Лишь год проучившийся в университете счетовод, живущий в глухой русской провинции, в глубине души считал литературоведение не особо ценным занятием с точки зрения достижения Вечности. Но написанная им книга о Достоевском внесла серьезный вклад в осмысление наследия великого русского писателя. Это с готовностью признали профессиональные филологи, прочитавшие «Наследство Достоевского» много лет спустя. Нечто похожее получилось и с работой о Флоренском, которая выявила в Сергее Фуделе созревшего исследователя религиозной и богословской мысли. Конечно, его становлению послужили и многие тома творений святых отцов, академических богословов и философов, поглощенные Фуделем в его утлом доме, в квартирах друзей, в читальных залах московских библиотек, куда он время от времени выбирался. Полный чемодан выписок остался после его смерти. Так что невеждой и в школьном богословии он не был. Однако зоркость и проницательность его видению более всего придавала воспитанная долгим аскетическим опытом трезвенная целомудренность ума, устремленного к единому на потребу [405].

 

«Славянофильство и Церковь»

 

Фудель считал Флоренского творческим продолжателем «духа старого славянофильства, одного из наиболее неожиданных и светлых движений русских образованных людей XIX века»[406], которому многим был обязан и Достоевский. И потому от книг о Достоевском и Флоренском естественным был переход к работе о славянофильском движении, в котором Фудель видел яркий и смелый порыв возрождения христианской мысли и жизни, попытку противостояния углублявшейся секуляризации ради духовного преображения России.

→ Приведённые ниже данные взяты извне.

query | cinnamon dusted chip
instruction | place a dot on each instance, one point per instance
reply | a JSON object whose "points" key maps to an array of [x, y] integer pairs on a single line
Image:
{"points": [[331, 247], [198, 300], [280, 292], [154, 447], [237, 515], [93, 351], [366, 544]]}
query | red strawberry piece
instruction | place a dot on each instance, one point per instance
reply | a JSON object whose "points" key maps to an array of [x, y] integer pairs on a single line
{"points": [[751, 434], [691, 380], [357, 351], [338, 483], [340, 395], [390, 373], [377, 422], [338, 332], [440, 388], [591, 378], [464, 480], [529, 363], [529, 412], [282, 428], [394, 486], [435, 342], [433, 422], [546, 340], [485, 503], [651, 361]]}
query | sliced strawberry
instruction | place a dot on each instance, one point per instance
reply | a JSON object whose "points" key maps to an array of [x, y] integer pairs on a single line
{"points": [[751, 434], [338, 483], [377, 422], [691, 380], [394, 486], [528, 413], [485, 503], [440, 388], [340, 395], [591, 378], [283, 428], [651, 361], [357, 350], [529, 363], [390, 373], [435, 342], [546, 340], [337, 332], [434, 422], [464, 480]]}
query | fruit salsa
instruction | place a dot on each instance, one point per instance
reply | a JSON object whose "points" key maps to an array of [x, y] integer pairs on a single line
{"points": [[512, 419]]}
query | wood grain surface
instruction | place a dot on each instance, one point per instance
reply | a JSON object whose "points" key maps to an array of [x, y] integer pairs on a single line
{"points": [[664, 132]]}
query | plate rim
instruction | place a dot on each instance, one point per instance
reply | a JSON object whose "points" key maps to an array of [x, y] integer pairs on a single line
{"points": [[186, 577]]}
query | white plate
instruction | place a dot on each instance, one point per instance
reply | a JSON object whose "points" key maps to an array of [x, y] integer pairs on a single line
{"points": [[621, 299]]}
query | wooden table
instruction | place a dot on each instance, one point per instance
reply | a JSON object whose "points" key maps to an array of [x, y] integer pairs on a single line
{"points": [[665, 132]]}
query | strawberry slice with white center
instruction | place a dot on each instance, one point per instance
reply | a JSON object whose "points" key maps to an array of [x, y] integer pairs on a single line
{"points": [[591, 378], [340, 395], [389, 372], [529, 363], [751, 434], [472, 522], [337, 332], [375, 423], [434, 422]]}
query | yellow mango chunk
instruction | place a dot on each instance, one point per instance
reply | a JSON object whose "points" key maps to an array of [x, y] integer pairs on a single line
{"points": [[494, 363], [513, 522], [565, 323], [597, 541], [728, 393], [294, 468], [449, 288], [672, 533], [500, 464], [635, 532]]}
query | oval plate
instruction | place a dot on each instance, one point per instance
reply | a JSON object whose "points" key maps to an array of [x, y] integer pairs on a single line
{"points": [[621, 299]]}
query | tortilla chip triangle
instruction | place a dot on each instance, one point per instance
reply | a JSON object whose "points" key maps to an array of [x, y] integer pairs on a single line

Точнее, работа эта шла параллельно. Еще осенью 1960 года к отмечавшемуся тогда столетию со дня смерти A. C. Хомякова Фудель написал статью о значении богословского наследия этого мыслителя. Надежда опубликовать работу в «Журнале Московской Патриархии» в очередной раз не осуществилась. Но впоследствии очерк о Хомякове был существенно переработан и дополнен, послужив основой для работы «Славянофильство и Церковь». Она была завершена много позднее, в 1972 году, а опубликована в парижском «Вестнике Русского христианского движения» спустя шесть лет, уже после смерти автора.

Религиозно – философское и общественное течение славянофильства сформировалось в полемике с «западниками», развернувшейся в 40–е годы XIX века и отчасти спровоцированной написанными десятилетием раньше «Философическими письмами» Петра Чаадаева. Славянофилы – Дмитрий Хомяков, Иван и Петр Киреевские, Константин и Иван Аксаковы, Юрий Самарин – отстаивали укорененную в Православии самобытность духовного и общественного уклада России, которой отводили особую роль во всемирной истории. Не соглашаясь со всеобщей обязательностью западноевропейских культурных и политических стандартов, славянофилы, тем не менее, во многом способствовали последовавшей через два десятилетия после начала их движения отмене крепостного права, цензуры, созданию гласного суда.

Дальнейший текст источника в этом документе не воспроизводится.